El regreso a la realidad
Descubrió que aquello que sucedía a su alrededor no era normal. Tampoco la voz antigua de sus soliloquios era la misma. Su percepción del sueño o del estado en que se encontraba era una conciencia lejana del sueño o de la amnesia, si así podían denominarse las experiencias vividas hasta este momento. No no era una forma fosilizada de sus vivencias oníricas. Pensó que lo que sentía, mejor dicho, que aquello que en su interior notaba, carecía de emoción y que tenía voluntad propia. Si insistiera, tal vez llegaría a la conclusión de que estaba viviendo una duplicidad de su mente. La de una nueva conciencia. Un intenso deseo de regresar a Naturland o al País de las Maravillas acosaba su alma. Pero aquél estado de su consciente la retenía a su pesar en un vacío oscuro e impenetrable.
Un salpicón de nubes la distrajo unos segundos de aquel estado indescifrable.
"El corro de la patata/comeremos ensalada/como comen los señores/sentaditos en sillones", evocó sin saber por qué con desaliento. Pero, sí, sí sabía. Era un intento de regresar al estado de inocencia que la estimara limpia, en su simpleza original.
Se multiplicaban los fantasmas y no encontraba el espacio para contenerlos. Su insistencia en aparecer de mil formas no la acercaban de ninguna manera a la conciliación con su pensamiento, y la manera de conciliación generalizada y masivamente aceptada no se avenía con la suya. El cielo de color parduzco no contribuía a esclarecer lo que ocupaba su mente. Un ser furtivo se había apoderado no sólo de sus actos sino de su voluntad de soñar manteniéndola en una especie de realidad indeseable.
Cuando la Parca aparecía languidecían los colores. Hasta el cielo se contagiaba.
Sé que pasará, es más me asombra la falta de dolor-dijo una voz ya más reconocible pero aún en la distancia. Sé que pasará se repitió en un renovado propósito de regresar a su mundo utópico.
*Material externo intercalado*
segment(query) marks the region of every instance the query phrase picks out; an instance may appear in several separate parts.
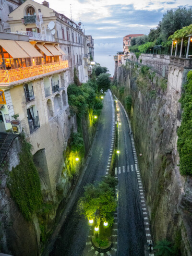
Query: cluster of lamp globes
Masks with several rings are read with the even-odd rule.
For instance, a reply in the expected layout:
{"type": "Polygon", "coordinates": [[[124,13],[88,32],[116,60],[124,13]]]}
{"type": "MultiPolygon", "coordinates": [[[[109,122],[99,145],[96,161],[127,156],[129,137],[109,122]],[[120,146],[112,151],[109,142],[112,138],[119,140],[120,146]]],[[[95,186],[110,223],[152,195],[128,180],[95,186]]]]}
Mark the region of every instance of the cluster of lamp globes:
{"type": "MultiPolygon", "coordinates": [[[[89,222],[90,223],[90,224],[93,224],[93,219],[89,219],[89,222]]],[[[105,226],[105,227],[107,227],[107,226],[108,225],[108,222],[106,221],[104,221],[103,222],[103,225],[105,226]]],[[[99,230],[99,227],[98,226],[96,226],[94,228],[94,229],[96,231],[98,231],[99,230]]]]}

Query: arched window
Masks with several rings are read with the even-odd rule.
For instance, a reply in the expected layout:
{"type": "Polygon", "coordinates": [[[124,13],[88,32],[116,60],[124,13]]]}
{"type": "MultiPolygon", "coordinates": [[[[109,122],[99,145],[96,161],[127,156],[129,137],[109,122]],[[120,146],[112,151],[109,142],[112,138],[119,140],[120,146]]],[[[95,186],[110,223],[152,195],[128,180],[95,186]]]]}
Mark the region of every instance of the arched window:
{"type": "Polygon", "coordinates": [[[27,16],[35,15],[36,14],[35,9],[32,6],[29,6],[26,10],[26,15],[27,16]]]}
{"type": "Polygon", "coordinates": [[[48,118],[49,119],[53,116],[53,106],[51,100],[50,99],[47,101],[47,109],[48,110],[48,118]]]}
{"type": "Polygon", "coordinates": [[[66,94],[65,91],[63,91],[62,93],[62,98],[63,99],[63,106],[66,106],[67,105],[67,100],[66,100],[66,94]]]}
{"type": "Polygon", "coordinates": [[[54,100],[55,115],[61,109],[60,96],[60,94],[56,94],[54,100]]]}

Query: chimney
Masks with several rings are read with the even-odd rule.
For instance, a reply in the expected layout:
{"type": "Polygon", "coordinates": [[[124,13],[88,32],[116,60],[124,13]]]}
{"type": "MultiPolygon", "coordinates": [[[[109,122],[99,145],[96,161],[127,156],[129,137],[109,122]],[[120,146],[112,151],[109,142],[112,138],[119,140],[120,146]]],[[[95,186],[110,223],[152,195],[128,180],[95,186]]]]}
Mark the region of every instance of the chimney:
{"type": "Polygon", "coordinates": [[[43,2],[42,2],[42,5],[44,6],[46,6],[46,7],[48,7],[48,8],[49,8],[49,3],[48,3],[47,1],[43,1],[43,2]]]}

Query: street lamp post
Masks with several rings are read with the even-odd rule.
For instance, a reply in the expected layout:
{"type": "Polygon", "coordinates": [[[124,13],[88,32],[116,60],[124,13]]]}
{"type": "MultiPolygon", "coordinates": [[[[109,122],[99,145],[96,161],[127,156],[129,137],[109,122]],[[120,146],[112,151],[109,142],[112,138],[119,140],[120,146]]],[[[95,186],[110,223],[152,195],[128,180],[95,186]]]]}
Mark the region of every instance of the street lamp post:
{"type": "MultiPolygon", "coordinates": [[[[102,220],[104,220],[104,223],[103,223],[104,225],[105,226],[105,227],[107,227],[107,226],[108,225],[108,223],[107,222],[107,221],[106,221],[106,219],[105,217],[104,217],[103,216],[100,216],[100,217],[99,217],[99,214],[98,213],[97,213],[97,216],[96,216],[96,215],[95,215],[94,217],[94,218],[95,219],[95,220],[96,220],[96,226],[95,227],[95,230],[96,231],[98,231],[98,239],[99,239],[99,248],[100,248],[100,240],[99,240],[99,234],[100,234],[100,232],[99,232],[99,226],[100,226],[100,224],[101,223],[101,221],[102,221],[102,220]]],[[[94,222],[94,220],[93,219],[90,219],[89,220],[89,222],[91,224],[92,224],[94,222]]]]}

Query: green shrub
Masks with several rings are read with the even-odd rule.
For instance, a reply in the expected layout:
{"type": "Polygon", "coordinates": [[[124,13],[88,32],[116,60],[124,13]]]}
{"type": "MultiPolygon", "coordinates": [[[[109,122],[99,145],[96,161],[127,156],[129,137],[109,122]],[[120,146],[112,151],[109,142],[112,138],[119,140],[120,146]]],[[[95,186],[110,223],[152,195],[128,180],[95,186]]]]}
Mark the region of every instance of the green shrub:
{"type": "Polygon", "coordinates": [[[29,220],[41,205],[41,186],[30,152],[32,146],[26,142],[24,134],[20,135],[20,139],[22,147],[20,163],[9,173],[7,186],[24,217],[29,220]]]}
{"type": "Polygon", "coordinates": [[[180,154],[180,172],[192,174],[192,71],[187,75],[188,82],[180,100],[183,110],[182,121],[178,130],[177,149],[180,154]]]}
{"type": "Polygon", "coordinates": [[[132,99],[131,95],[128,95],[125,98],[125,104],[126,104],[126,106],[127,110],[130,111],[132,109],[132,99]]]}

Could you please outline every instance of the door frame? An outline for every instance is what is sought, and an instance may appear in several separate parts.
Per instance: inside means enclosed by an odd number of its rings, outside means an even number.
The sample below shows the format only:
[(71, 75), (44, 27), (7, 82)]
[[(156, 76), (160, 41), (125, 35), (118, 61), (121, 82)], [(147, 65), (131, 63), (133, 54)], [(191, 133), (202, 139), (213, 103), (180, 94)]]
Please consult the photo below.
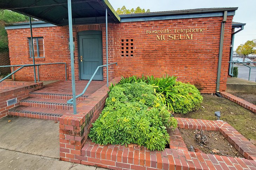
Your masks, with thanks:
[[(102, 43), (102, 49), (101, 49), (102, 50), (102, 56), (101, 56), (102, 58), (102, 64), (104, 64), (103, 63), (103, 37), (102, 37), (102, 31), (98, 31), (96, 30), (88, 30), (86, 31), (80, 31), (78, 32), (77, 33), (77, 40), (78, 40), (78, 71), (79, 72), (79, 80), (81, 80), (82, 79), (81, 79), (81, 66), (80, 66), (80, 44), (79, 43), (79, 37), (80, 35), (101, 35), (101, 43)], [(103, 68), (102, 67), (102, 80), (94, 80), (94, 81), (103, 81), (104, 80), (104, 77), (103, 77)]]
Amelia cerró los ojos. Recordó un poema que había oído recientemente en la radio.
"¿Por qué no suenan las campanas?
ya para el salto estoy dispuesta.
¿Acaso quieres más cadáveres
de sueños muertos de inocencia?"
Y añadió de su propia cosecha:
Ya casi no puedo con el mundo
que azota entero mi conciencia.
Seguidamente se dirigió con la mente a los que se habían ido para siempre:
Buenas noches mis fantasmitas. Un invitado más se unió a vuestras filas. Acogedlo. Que no esté solo nunca más.
Buenas noches a todos.
Y con esa ilusión se sintió reconfortada.